Higher solubility and lower onset temperature of protein denaturation increase the osteoconductive capacity of collagen membranes: A preclinical in vivo study.

OBJECTIVES

Collagen membranes are extensively used for guided bone regeneration procedures, primarily for horizontal bone augmentation. More recently, it has been demonstrated that collagen membranes promote bone regeneration. Present study aimed at assessing if structural modifications of collagen membranes may enhance their osteoconductive capacity.

METHODS

Twenty-four adult Wistar rats were used. Bilateral calvaria defects with a diameter of 5 mm were prepared and covered with prototypes of collagen membranes (P1 or P2). The P1 membrane (positive control) presented a lower onset temperature of protein denaturation and a higher solubility than the P2 membrane (test). The contralateral defects were left uncovered (NC). After 1 and 4 weeks, the animals were euthanized. A microcomputed tomography analysis of the harvested samples was performed within and above the bony defect. Undecalcified ground sections were subjected to light microscopy and morphometric analysis.

RESULTS

Bone formation was observed starting from the circumferential borders of the defects in all groups at 1-week of healing. The foci of ossification were observed at the periosteal and dura mater sites, with signs of collagen membrane mineralization. However, there was no statistically significant difference between the groups. At 4 weeks, remnants of the collagen fibers were embedded in the newly formed bone.
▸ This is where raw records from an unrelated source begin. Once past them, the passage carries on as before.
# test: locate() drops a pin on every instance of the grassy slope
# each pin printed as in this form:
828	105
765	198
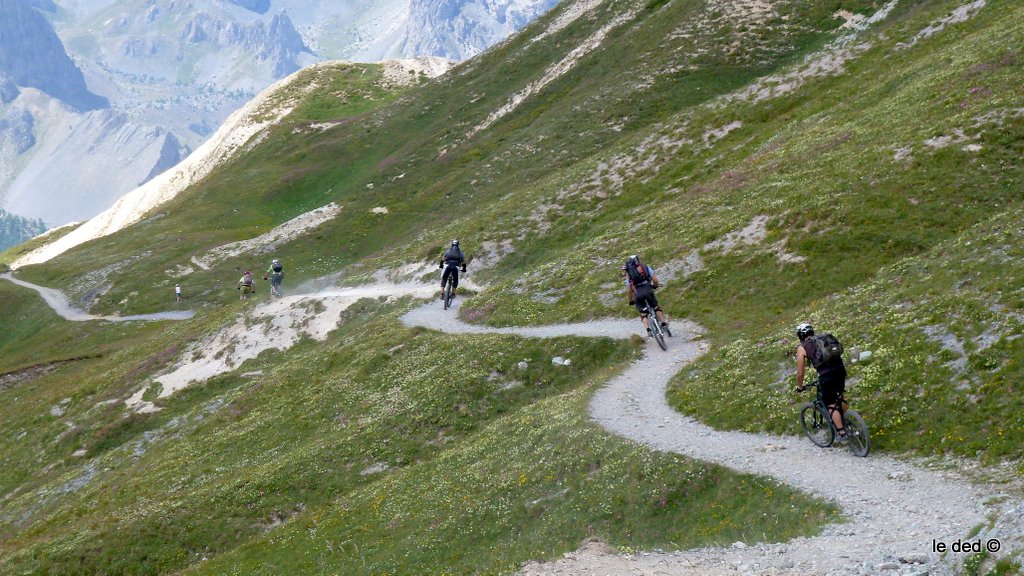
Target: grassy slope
224	461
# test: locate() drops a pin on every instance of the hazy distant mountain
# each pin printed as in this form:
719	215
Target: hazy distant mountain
147	81
32	55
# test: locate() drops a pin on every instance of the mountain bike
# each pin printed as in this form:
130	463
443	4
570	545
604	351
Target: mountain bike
816	419
247	291
275	291
656	329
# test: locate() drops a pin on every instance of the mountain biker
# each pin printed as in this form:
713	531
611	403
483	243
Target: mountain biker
246	285
451	261
275	274
832	375
640	285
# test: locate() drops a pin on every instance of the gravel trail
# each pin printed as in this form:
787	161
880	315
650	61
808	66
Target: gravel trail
895	508
56	300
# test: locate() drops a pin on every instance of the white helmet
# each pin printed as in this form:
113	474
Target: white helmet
804	330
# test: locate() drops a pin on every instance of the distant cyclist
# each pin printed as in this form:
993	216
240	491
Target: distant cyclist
246	285
275	274
451	261
832	371
640	285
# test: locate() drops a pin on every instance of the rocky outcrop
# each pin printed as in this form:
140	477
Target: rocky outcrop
32	55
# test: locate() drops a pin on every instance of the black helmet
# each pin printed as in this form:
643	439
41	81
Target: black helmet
804	330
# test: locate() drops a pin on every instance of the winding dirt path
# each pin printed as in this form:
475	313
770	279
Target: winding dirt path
895	508
56	300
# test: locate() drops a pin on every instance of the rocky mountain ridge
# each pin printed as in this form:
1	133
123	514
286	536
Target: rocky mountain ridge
172	72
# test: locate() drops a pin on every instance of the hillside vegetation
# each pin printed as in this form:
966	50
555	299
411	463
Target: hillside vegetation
851	162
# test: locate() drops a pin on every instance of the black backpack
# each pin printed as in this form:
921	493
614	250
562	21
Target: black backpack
824	348
638	274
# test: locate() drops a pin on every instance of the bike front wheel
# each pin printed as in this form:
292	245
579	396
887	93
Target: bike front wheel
816	425
856	433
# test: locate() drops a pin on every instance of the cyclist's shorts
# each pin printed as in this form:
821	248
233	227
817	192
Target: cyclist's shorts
833	384
642	295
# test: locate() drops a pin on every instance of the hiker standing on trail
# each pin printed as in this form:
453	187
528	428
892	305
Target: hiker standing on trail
640	285
451	261
275	274
246	285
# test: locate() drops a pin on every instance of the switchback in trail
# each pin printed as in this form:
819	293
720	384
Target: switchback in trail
896	509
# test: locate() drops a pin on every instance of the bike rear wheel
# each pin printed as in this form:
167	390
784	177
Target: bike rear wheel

In the P2 group, significantly more bone volume, more new bone, and marrow spaces compared to the NC group were observed. Furthermore, the P2 group showed more bone volume ectocranially then the P1 group.

CONCLUSIONS

Bone formation subjacent to a P2 membrane was superior than subjacent to the P1 membrane and significantly better compared to the control. Modifications of the physico-chemical properties may enhance the osteoconductive competence of collagen membranes, supporting bone formation outside the bony defects.